In the past, endowment insurance policies were often taken out with the intention to use the amount paid out at maturity to repay the mortgage. This occurred mostly in combination with an interest-only mortgage. However, the government wants to move away from interest-only mortgages and that is why it has decided to also tackle the issue of endowment insurances. As of January 1, 2013, mortgage-linked endowment insurance (kapitaalverzekering eigen woning; “KEW”) can only be taken out in exceptional situations.

How do you remain outside the scope of box 3?
The KEW clause will determine whether you fall under box 1 or box 3. One of the conditions for falling, or continuing to remain, outside box 3 is that the endowment insurance must be ‘linked’ to the principal residence, i.e. the policy agreement must clearly state that the lump sum payment on maturity is to be used to repay the mortgage. A qualifying KEW is exempt in box 1.

Do you need to take action, and, if so, when?
Is it worthwhile to quickly convert an existing policy that falls under box 3 to a KEW that falls under box 1? You do not have to decide immediately, at least not before January 1, 2013; you have been given an extra couple of months respite, until April 1, 2013. Whether or not it is worthwhile depends on the date the endowment insurance was taken out and the tax regime under which it falls.

Different tax regimes
Firstly: if your policy contains a KEW clause, then you do not have to take any action. However, it is not advisable to increase the insured amount or extend the term of the policy, as this could mean that you will fall under a different regime.

Secondly: it is almost never advantageous to link a policy taken out before January 1, 1992 (Pre-broad reassessment regime; pre-Brede Herwaarderingsregime) to the principal residence.

The situation is less clear-cut for policies taken out between January 1, 1992, and January 1, 2001 (during the Broad reassessment regime; Brede-Herwaarderingsregime), and involves distinguishing between policies taken out before or after September 14, 1999.

Are you entitled to a box 3 exemption?
Policies taken out before September 14, 1999, are entitled to an exemption in box 3. This exemption is considerable: EUR 123,428. It is even possible for partners to apply a double exemption. This amount is not annually inflation-adjusted. If the value of your policy remains under the exempt amount, you will probably never have to pay return on investment tax; vermogensrendementsheffing. In that case, you would not gain anything by linking your policy to the principal residence in order to avoid return on investment tax in box 3. What should you do when the policy's value exceeds the exempt amount? Do you have multiple policies or have you received an exempt capital payment in the past? Then it would be worthwhile reviewing the options available. In that case, you may benefit from getting tax advice.

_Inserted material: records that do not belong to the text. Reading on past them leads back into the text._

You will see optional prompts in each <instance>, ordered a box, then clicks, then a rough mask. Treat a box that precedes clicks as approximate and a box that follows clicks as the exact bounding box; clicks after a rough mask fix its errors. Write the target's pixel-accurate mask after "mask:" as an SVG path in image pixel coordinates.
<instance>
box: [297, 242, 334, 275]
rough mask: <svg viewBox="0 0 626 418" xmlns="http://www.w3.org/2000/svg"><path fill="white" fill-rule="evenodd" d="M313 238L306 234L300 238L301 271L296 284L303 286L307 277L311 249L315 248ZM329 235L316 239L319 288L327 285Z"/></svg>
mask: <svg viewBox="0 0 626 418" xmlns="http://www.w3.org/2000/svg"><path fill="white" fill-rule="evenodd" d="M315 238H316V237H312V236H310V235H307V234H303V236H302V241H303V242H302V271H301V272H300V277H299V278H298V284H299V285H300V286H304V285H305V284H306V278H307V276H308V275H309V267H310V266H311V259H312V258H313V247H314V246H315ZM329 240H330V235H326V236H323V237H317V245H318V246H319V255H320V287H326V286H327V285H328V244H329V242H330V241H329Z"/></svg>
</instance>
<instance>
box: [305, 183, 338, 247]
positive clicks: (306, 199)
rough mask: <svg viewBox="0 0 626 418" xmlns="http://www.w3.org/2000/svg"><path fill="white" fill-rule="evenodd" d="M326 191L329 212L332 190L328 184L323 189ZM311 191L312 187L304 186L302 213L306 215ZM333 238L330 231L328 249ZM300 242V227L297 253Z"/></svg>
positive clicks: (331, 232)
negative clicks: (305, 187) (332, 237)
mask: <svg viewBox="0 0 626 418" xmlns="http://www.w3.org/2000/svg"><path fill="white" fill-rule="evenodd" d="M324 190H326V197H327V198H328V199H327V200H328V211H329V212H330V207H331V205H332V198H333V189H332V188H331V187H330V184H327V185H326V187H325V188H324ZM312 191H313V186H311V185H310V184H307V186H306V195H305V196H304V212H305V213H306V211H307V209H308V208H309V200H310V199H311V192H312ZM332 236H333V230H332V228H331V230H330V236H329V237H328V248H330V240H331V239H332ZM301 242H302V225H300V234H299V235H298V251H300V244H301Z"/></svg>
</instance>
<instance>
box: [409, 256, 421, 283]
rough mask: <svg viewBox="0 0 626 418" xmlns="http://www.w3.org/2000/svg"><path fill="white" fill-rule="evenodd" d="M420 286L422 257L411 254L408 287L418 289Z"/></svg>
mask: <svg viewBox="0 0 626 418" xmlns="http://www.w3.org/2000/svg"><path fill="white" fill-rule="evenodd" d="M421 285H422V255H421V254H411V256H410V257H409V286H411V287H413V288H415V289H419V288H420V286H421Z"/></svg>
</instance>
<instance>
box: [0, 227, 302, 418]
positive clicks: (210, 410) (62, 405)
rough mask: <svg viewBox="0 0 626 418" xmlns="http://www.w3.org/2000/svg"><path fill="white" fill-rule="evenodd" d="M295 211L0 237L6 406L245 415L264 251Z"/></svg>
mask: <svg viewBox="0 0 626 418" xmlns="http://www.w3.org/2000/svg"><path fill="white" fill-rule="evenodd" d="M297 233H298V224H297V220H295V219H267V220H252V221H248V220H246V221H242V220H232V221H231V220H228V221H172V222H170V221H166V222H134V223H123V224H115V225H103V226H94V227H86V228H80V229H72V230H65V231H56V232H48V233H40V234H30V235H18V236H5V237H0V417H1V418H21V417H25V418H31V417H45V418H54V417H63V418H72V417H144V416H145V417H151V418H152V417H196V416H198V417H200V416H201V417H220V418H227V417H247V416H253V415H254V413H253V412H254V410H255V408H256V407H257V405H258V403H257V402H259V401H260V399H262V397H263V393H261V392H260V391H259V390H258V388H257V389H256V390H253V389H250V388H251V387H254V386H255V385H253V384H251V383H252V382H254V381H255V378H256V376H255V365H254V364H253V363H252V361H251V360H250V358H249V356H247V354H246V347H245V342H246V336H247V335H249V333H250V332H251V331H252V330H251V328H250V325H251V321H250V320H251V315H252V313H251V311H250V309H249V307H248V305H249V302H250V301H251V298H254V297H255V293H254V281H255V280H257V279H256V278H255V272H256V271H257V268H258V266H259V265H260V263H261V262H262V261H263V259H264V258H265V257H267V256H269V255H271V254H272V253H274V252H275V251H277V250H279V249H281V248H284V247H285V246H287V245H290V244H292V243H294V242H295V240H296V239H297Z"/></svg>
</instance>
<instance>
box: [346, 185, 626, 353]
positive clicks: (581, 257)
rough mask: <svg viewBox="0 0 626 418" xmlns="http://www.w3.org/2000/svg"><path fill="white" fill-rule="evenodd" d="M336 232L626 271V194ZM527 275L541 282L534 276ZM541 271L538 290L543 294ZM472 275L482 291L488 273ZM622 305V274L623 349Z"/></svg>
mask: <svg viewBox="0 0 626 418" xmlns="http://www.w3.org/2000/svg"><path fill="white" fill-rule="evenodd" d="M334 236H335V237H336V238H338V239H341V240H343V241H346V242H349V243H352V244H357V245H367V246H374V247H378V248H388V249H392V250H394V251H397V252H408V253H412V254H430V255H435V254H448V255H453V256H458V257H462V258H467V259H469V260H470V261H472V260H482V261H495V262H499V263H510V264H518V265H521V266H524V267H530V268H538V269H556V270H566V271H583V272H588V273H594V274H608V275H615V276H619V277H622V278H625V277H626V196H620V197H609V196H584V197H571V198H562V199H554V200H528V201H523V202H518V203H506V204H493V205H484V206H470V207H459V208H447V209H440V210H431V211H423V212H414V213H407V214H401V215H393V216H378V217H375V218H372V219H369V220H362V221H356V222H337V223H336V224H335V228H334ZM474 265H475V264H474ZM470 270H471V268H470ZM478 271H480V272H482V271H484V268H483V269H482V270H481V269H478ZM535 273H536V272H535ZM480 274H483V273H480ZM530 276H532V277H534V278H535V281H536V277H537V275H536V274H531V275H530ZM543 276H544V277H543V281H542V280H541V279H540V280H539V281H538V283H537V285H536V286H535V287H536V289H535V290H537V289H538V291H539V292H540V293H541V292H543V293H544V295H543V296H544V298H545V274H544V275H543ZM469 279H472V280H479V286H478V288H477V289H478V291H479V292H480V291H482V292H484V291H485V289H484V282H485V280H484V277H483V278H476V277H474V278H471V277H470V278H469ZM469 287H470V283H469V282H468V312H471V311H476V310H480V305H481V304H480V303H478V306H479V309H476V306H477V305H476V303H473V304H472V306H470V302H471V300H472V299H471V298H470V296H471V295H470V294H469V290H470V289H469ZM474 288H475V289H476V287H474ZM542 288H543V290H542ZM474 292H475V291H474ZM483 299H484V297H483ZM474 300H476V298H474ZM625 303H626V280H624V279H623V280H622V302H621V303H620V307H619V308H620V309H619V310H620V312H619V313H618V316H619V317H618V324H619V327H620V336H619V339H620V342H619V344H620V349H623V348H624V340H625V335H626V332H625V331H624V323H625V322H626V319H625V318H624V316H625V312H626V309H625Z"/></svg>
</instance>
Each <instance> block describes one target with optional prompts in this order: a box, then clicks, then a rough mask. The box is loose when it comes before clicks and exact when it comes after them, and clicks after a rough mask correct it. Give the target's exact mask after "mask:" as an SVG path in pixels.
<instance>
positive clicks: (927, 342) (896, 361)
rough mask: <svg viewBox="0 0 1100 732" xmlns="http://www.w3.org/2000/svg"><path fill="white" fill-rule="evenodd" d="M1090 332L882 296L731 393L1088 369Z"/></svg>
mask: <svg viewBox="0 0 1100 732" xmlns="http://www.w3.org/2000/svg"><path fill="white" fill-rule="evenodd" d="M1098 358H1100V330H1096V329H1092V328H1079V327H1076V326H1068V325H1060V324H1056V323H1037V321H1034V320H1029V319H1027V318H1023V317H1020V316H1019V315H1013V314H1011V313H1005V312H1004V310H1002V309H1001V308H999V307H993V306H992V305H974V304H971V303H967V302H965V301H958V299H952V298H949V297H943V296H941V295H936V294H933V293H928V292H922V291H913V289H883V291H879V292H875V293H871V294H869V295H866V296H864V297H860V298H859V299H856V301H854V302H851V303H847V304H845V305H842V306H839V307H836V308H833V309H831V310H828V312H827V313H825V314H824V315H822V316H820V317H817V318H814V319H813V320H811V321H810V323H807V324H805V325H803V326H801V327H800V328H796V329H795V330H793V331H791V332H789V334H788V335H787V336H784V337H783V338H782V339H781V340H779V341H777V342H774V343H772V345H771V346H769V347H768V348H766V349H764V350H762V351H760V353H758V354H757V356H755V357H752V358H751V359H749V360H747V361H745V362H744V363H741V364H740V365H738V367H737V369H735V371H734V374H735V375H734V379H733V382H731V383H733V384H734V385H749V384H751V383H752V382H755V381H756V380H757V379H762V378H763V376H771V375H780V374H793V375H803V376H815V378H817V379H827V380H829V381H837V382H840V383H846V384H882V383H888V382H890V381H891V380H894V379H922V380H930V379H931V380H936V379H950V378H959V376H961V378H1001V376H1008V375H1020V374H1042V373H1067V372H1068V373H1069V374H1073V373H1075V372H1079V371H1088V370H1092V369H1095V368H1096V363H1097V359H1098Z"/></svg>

If you are not entitled to a box 3 exemption
A policy that was taken out on or after September 14, 1999, is not entitled to the box 3 exemption of EUR 123,428. In that case, it could be worthwhile to link the policy to the principal residence if the amount of tax-free assets in box 3 is exceeded (in 2012: EUR 21,139; for partners: double the amount). You may have been advised to not include a KEW clause straight away, as this would allow you more room to maneuver, and that you can always transfer the policy to box 1 once you have to start paying return on investment tax in box 3. However, as including a KEW clause after April 1, 2013, will have no tax effect, it may be worth considering linking your policy to the principal residence before April 1 next year.

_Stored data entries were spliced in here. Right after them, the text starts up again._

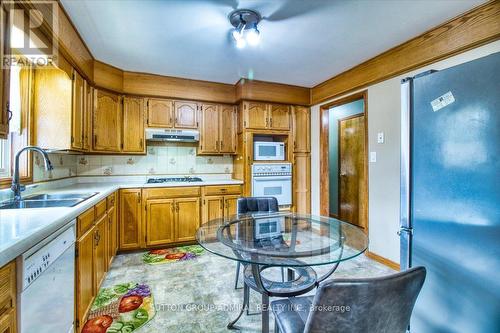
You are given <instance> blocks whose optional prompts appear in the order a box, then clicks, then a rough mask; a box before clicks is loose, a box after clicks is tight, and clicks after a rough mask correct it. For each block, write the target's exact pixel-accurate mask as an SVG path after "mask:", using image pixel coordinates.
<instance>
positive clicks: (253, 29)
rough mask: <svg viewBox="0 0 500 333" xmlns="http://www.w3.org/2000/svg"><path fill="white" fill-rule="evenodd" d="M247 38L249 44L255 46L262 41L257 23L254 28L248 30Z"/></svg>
mask: <svg viewBox="0 0 500 333" xmlns="http://www.w3.org/2000/svg"><path fill="white" fill-rule="evenodd" d="M246 40H247V42H248V44H250V45H252V46H255V45H257V44H259V41H260V32H259V29H257V25H255V26H254V27H253V28H252V29H250V30H249V31H248V32H247V36H246Z"/></svg>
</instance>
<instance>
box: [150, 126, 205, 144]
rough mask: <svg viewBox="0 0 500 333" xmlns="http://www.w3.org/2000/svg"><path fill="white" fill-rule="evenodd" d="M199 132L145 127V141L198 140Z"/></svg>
mask: <svg viewBox="0 0 500 333" xmlns="http://www.w3.org/2000/svg"><path fill="white" fill-rule="evenodd" d="M199 140H200V132H198V131H197V130H180V129H175V128H174V129H170V128H147V129H146V141H173V142H198V141H199Z"/></svg>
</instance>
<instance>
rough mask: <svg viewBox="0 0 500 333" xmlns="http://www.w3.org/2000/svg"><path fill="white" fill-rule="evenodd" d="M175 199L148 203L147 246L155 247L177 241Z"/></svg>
mask: <svg viewBox="0 0 500 333" xmlns="http://www.w3.org/2000/svg"><path fill="white" fill-rule="evenodd" d="M175 207H176V206H175V202H174V199H148V200H147V201H146V209H145V210H146V235H147V236H146V245H147V246H155V245H162V244H167V243H172V242H174V241H175V227H174V226H175V213H176V210H175Z"/></svg>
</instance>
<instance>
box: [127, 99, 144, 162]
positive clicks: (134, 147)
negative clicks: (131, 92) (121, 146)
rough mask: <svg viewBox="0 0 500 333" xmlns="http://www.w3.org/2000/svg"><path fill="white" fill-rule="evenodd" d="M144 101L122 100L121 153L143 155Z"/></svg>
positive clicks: (130, 99)
mask: <svg viewBox="0 0 500 333" xmlns="http://www.w3.org/2000/svg"><path fill="white" fill-rule="evenodd" d="M144 140H145V137H144V99H143V98H133V97H125V98H124V99H123V147H122V148H123V152H126V153H144V152H145V145H144Z"/></svg>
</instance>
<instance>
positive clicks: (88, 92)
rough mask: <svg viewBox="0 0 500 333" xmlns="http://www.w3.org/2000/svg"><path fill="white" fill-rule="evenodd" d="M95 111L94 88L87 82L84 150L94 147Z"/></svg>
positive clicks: (85, 105) (85, 109)
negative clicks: (92, 123)
mask: <svg viewBox="0 0 500 333" xmlns="http://www.w3.org/2000/svg"><path fill="white" fill-rule="evenodd" d="M93 109H94V87H92V86H91V85H90V84H89V83H88V82H87V81H85V110H84V112H83V122H84V129H83V150H85V151H88V150H90V147H91V146H92V142H91V141H92V110H93Z"/></svg>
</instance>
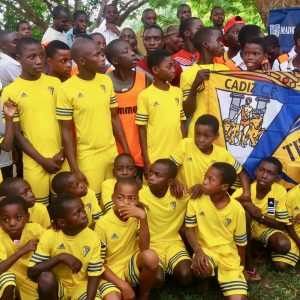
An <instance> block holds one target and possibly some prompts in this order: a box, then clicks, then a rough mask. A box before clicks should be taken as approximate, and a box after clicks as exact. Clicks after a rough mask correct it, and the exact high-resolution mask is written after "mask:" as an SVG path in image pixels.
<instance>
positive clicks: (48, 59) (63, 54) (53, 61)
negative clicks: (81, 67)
mask: <svg viewBox="0 0 300 300" xmlns="http://www.w3.org/2000/svg"><path fill="white" fill-rule="evenodd" d="M47 62H48V64H49V66H50V69H51V70H52V72H53V73H55V74H57V76H58V77H59V78H61V79H62V80H66V79H67V78H69V77H71V70H72V59H71V51H70V50H62V49H59V50H57V51H56V53H55V55H54V56H53V58H51V57H48V58H47Z"/></svg>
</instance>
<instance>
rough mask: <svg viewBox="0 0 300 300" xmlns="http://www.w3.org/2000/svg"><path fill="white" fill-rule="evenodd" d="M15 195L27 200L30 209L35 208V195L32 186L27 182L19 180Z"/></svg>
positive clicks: (28, 206)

Broad Reassessment policy without a KEW clause
With regard to a Broad Reassessment policy (Brede-Herwaarderingspolis) without a KEW clause, it may be advisable to link this policy to the principal residence if the following situation arises. This policy may or may not be entitled to an exemption of EUR 123,428 in box 3 (depending on when it was taken out), but it is also entitled to an exemption of EUR 123,428 in box 1 (provided premiums are paid annually during a period of 20 years or longer, whereby the highest premium does not exceed 10 times the lowest premium). As with the exemption in box 3, the exemption in box 1 is not annually inflation-adjusted. 
The position taken by the Dutch tax authorities is that the frozen amount of EUR 123,428 must be applied in respect of the exemption in box 1, rather than the exemption that applies to the KEW. The KEW exemption in box 1 is adjusted annually for inflation and is therefore currently much higher: EUR 154,000. Partners can apply double the amount, provided they each are entitled to half of the paid out amount. Or, in insurance jargon, they must both be beneficiaries. If you can benefit from this difference in the amount of the exemptions, then you should most definitely consider linking your policy to the principal residence.

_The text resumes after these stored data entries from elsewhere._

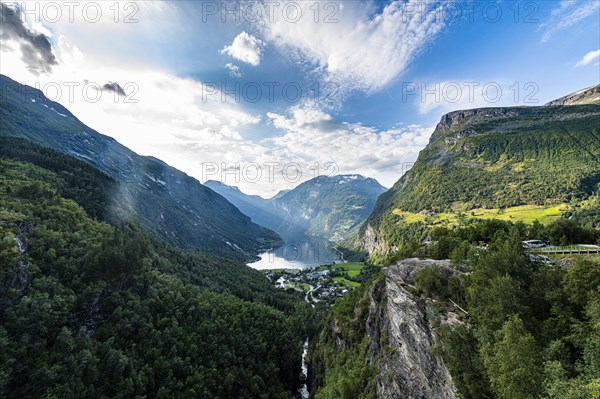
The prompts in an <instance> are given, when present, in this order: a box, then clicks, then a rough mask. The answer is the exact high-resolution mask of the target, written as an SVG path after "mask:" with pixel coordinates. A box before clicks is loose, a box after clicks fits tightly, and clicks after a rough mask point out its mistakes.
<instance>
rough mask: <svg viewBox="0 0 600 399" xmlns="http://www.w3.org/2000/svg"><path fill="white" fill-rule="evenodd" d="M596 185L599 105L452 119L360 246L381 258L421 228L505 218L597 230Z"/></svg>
mask: <svg viewBox="0 0 600 399" xmlns="http://www.w3.org/2000/svg"><path fill="white" fill-rule="evenodd" d="M599 183H600V105H578V106H553V107H549V106H548V107H518V108H487V109H475V110H469V111H457V112H452V113H450V114H447V115H445V116H444V117H443V118H442V120H441V122H440V123H439V125H438V126H437V128H436V130H435V132H434V133H433V135H432V137H431V140H430V142H429V144H428V145H427V147H426V148H425V149H424V150H423V151H422V152H421V154H420V155H419V158H418V160H417V162H416V163H415V165H414V166H413V168H412V169H411V170H410V171H409V172H407V173H406V175H405V176H403V177H402V178H401V179H400V180H399V181H398V182H397V183H396V184H395V185H394V187H392V189H391V190H389V191H388V192H386V193H385V194H383V195H381V197H380V198H379V200H378V202H377V205H376V207H375V210H374V211H373V213H372V215H371V216H370V217H369V219H368V220H367V222H366V223H365V224H364V225H363V227H362V228H361V235H362V238H361V244H362V245H363V247H365V248H366V249H369V250H370V251H376V250H383V251H385V250H386V248H389V247H390V246H393V245H397V244H400V243H402V242H404V241H406V240H407V239H408V238H411V236H412V237H413V238H414V237H418V236H420V235H422V234H424V232H425V231H426V226H431V225H437V224H453V223H454V224H457V223H459V221H460V219H461V218H470V217H478V215H479V216H481V218H489V217H492V215H497V216H498V217H499V218H502V215H504V214H506V213H507V212H508V213H510V214H512V215H513V216H512V218H508V219H510V220H519V219H521V220H528V221H531V220H533V219H543V218H544V217H547V216H548V215H549V214H552V213H555V212H559V213H565V214H566V213H568V214H575V216H576V217H579V218H581V219H583V221H584V222H585V223H586V224H588V225H592V226H596V225H599V223H600V219H598V217H597V215H598V214H597V213H595V212H594V210H593V208H594V205H593V204H594V203H597V192H598V189H599V187H598V184H599ZM524 205H529V206H530V207H529V208H527V207H525V208H523V207H522V206H524ZM519 206H521V208H518V207H519ZM590 207H591V208H592V209H590ZM461 212H462V214H461ZM413 233H415V234H413Z"/></svg>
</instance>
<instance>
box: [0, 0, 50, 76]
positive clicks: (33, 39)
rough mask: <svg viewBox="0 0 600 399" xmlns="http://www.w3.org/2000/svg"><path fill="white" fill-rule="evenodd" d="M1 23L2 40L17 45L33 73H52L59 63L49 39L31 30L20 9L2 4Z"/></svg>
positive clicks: (22, 58) (1, 38) (0, 18)
mask: <svg viewBox="0 0 600 399" xmlns="http://www.w3.org/2000/svg"><path fill="white" fill-rule="evenodd" d="M0 22H2V23H1V24H0V38H1V39H2V41H3V42H6V41H7V42H15V43H17V45H18V46H19V47H20V50H21V58H22V60H23V61H24V62H25V64H26V67H27V68H28V69H29V70H30V71H31V72H33V73H35V74H37V75H39V74H40V73H49V72H51V71H52V67H53V66H55V65H56V64H57V61H56V56H55V55H54V52H53V49H52V44H51V43H50V40H49V38H48V37H47V36H46V34H44V33H40V32H37V31H34V30H32V29H30V28H29V27H28V26H27V25H26V23H25V21H24V19H23V14H22V12H21V10H20V9H18V8H16V7H10V6H8V5H7V4H4V3H0ZM46 33H47V31H46ZM5 45H6V44H5Z"/></svg>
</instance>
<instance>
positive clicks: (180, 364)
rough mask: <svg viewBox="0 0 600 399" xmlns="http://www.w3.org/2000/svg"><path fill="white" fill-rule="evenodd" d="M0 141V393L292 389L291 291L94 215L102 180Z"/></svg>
mask: <svg viewBox="0 0 600 399" xmlns="http://www.w3.org/2000/svg"><path fill="white" fill-rule="evenodd" d="M7 143H8V144H9V145H7V146H6V147H5V146H4V145H6V144H7ZM2 144H3V146H2V152H3V154H2V156H1V157H0V397H3V398H24V397H48V398H51V397H57V398H58V397H59V398H74V397H79V398H98V397H164V398H168V397H230V398H254V397H258V396H259V395H260V394H264V395H267V396H268V397H272V398H289V397H291V396H292V394H293V392H295V391H296V389H297V388H298V386H299V375H300V354H301V349H302V340H303V339H304V337H305V334H307V328H308V326H309V325H310V323H311V322H310V320H311V318H312V314H313V313H312V311H311V309H310V308H309V307H308V306H306V305H305V304H304V302H303V300H302V296H301V295H299V296H295V295H293V294H290V293H286V292H283V291H279V290H275V289H274V288H273V287H271V284H270V283H269V281H268V280H267V279H266V278H265V277H264V275H262V274H261V273H260V272H258V271H254V270H252V269H250V268H248V267H246V266H244V265H242V264H240V263H237V262H234V261H231V260H224V259H221V258H217V257H215V256H211V255H205V254H200V253H198V252H196V251H193V250H182V249H178V248H175V247H171V246H169V245H167V244H164V243H161V242H159V241H158V240H157V239H156V238H154V237H153V236H152V235H149V234H146V233H145V232H144V231H143V230H142V229H140V227H139V226H137V225H135V224H134V223H131V222H128V223H122V224H120V225H119V227H118V228H115V227H113V226H111V225H109V224H107V223H104V222H102V221H100V220H98V219H96V218H95V215H93V214H92V213H93V212H95V211H96V210H97V209H99V207H101V206H102V205H101V204H103V203H104V204H106V202H104V199H103V198H102V197H101V196H99V191H98V188H100V187H105V185H106V184H109V185H110V184H113V183H112V182H111V181H110V178H108V177H107V176H105V175H104V174H102V173H101V172H98V171H95V170H94V169H93V168H91V167H89V166H88V165H86V164H84V163H83V162H81V161H78V160H76V159H73V158H70V157H68V156H65V155H60V154H58V157H57V158H55V159H52V155H57V154H56V152H54V151H52V150H47V149H43V148H41V147H39V146H36V145H33V144H28V143H26V142H23V140H15V139H10V140H6V139H3V140H2ZM21 144H23V146H22V148H23V151H22V152H20V151H19V150H18V149H19V145H21ZM8 148H10V149H11V151H7V149H8ZM7 154H9V155H7ZM8 158H10V159H8ZM15 159H21V160H19V161H17V160H15ZM23 159H29V160H30V161H31V163H30V162H23ZM33 163H35V164H37V165H44V166H45V167H40V166H36V165H34V164H33ZM70 171H78V173H77V174H71V173H70ZM95 183H98V185H97V186H96V187H94V185H95ZM82 191H85V192H86V193H87V194H85V195H82V194H81V193H82Z"/></svg>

Has your policy been changed in the interim?
The abovementioned rules of thumb may not apply if your tax regime has changed. That can be the case if you have extended the term of the policy, increased the insured amount, or have breached the permissible ratio of highest to lowest premiums.

Thoroughly weigh the pros and cons
When weighing the pros and cons, do not forget that there is also a negative side to a KEW. Will you be able to repay the mortgage when the policy matures? Will you still own a principal residence at that time? And do you want to repay the mortgage, or would you rather use the payment for other things? If you don't repay the mortgage, then the KEW policy payment will not be exempt and will be taxed! Think before you act ... a wrong decision can have considerable tax and therefore financial consequences.